# AMD im Aufwind, Brazos Netbook auf Saturn Titelseite!



## michelthemaster (1. August 2011)

*AMD im Aufwind, Brazos Netbook auf Saturn Titelseite!*
​



Hallo liebe Hardwarefreunde, das was vor einiger Zeit noch unmöglich schien, ist geschehen!

Als ich mal wieder die Zeitung durchwühlte, stieß ich auf das neue Saturnblatt und konnte meinen Augen nicht trauen, ein AMD auf der Titelseite? Doch seht selbst, Bilder sind im Anhang zu finden 

Bei dem Gerät handelt es sich um das Compaq Presario CQ57-210SG. 

Dies scheint nun der nächste Schritt zu sein, nachdem Media Markt und Co. bereits vor einigen Wochen anfing, AMD basierte Computer und Notebooks/Netbooks anzubieten. Das es sich bei gesagten Gerät um eines basierenden auf der Brazos Plattform handelt, ist dabei nicht sonderlich verwunderlich, sind es doch die Apus, die sich gerade bei AMD besonders großer Beliebtheit erfreuen und der Konkurenz aus dem Hause Intel mit ihrem Atom den Rang ablaufen. 

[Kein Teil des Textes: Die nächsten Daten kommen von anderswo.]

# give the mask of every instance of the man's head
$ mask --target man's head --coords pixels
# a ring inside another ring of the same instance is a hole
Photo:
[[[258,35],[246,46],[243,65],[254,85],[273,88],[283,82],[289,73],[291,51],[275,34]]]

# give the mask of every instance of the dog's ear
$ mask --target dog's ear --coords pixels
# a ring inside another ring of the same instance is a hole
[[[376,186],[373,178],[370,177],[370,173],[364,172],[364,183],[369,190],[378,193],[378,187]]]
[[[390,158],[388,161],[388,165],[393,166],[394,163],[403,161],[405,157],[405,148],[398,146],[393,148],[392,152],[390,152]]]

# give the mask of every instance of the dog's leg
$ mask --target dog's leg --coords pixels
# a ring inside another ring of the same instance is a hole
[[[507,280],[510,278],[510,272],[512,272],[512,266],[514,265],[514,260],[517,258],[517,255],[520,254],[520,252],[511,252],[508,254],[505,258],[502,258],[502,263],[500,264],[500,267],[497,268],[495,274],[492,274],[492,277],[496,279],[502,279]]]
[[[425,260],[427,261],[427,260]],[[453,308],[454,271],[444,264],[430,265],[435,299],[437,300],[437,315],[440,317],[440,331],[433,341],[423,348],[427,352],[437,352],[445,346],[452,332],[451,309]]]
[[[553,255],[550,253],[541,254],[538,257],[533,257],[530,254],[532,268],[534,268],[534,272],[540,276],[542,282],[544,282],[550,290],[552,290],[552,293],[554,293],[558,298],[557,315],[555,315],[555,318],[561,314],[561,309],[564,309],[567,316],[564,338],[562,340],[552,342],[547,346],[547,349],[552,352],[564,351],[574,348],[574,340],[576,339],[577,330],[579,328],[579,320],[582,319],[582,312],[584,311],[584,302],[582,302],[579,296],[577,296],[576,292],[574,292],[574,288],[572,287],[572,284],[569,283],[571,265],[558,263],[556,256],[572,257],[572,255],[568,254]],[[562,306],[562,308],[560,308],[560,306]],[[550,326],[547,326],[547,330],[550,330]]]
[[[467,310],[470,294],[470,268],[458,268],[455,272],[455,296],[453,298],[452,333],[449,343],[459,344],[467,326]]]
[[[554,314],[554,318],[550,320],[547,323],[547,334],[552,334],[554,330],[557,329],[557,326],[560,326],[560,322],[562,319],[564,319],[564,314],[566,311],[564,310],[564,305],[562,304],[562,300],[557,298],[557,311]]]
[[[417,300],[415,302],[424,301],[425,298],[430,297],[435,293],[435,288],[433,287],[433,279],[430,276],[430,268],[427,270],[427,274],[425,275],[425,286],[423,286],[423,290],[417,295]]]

Es bleibt zu hoffen, dass dieser Trend weiter anhält und die langerwartete Bulldozer CPU dann auch endlich im September auf den Markt erscheint.


Gruß

Micha


Meine Meinung: Ich bin trotz all der Veränderungen in letzter Zeit bei Media Markt und Saturn doch erstaunt, dass es ein AMD aufs Titelblatt geschafft hat. Genau diese Art von Werbung braucht AMD, um die überlegenen Netbook Apus an den (Otto-Normal-)Verbraucher zu bringen.


----------



## Skysnake (1. August 2011)

Ja hab ich auch gesehen 

Leider ist es der C-50  Wäre es der E350, hätte ich das Ding sofort gekauft zu dem Preis. Mein alter Laptop ist futsch -.-


----------



## cPT_cAPSLOCK (1. August 2011)

Na, das ist doch schon mal was! 
Der Brazos scheint ordentlich was zu reißen im Netbooksegment. Ich hab einem Freund auch ein Subnotebook mit Brazos empfohlen und der scheint bisher ziemlich zufrieden damit zu sein...


----------



## _Fusion_ (1. August 2011)

Die neuen APU's sind ja auch geniale Teile

Eine E-350 APU hat den Core i3 530 in meinem *Multimedia-, Internet und Office PC* (nicht Spiele-PC) ersetzt, 
weil er mir einfach zu überdimensioniert vorkam. Media Monkey, Firefox,  Office 2010 usw. konnten die Power dieses Teiles einfach nicht  ausnutzen.

(Außerdem wollte ich diesen neuen, wichtigen Meilenstein seit der Einführung von Mehrkernprozessoren, endlich austesten...)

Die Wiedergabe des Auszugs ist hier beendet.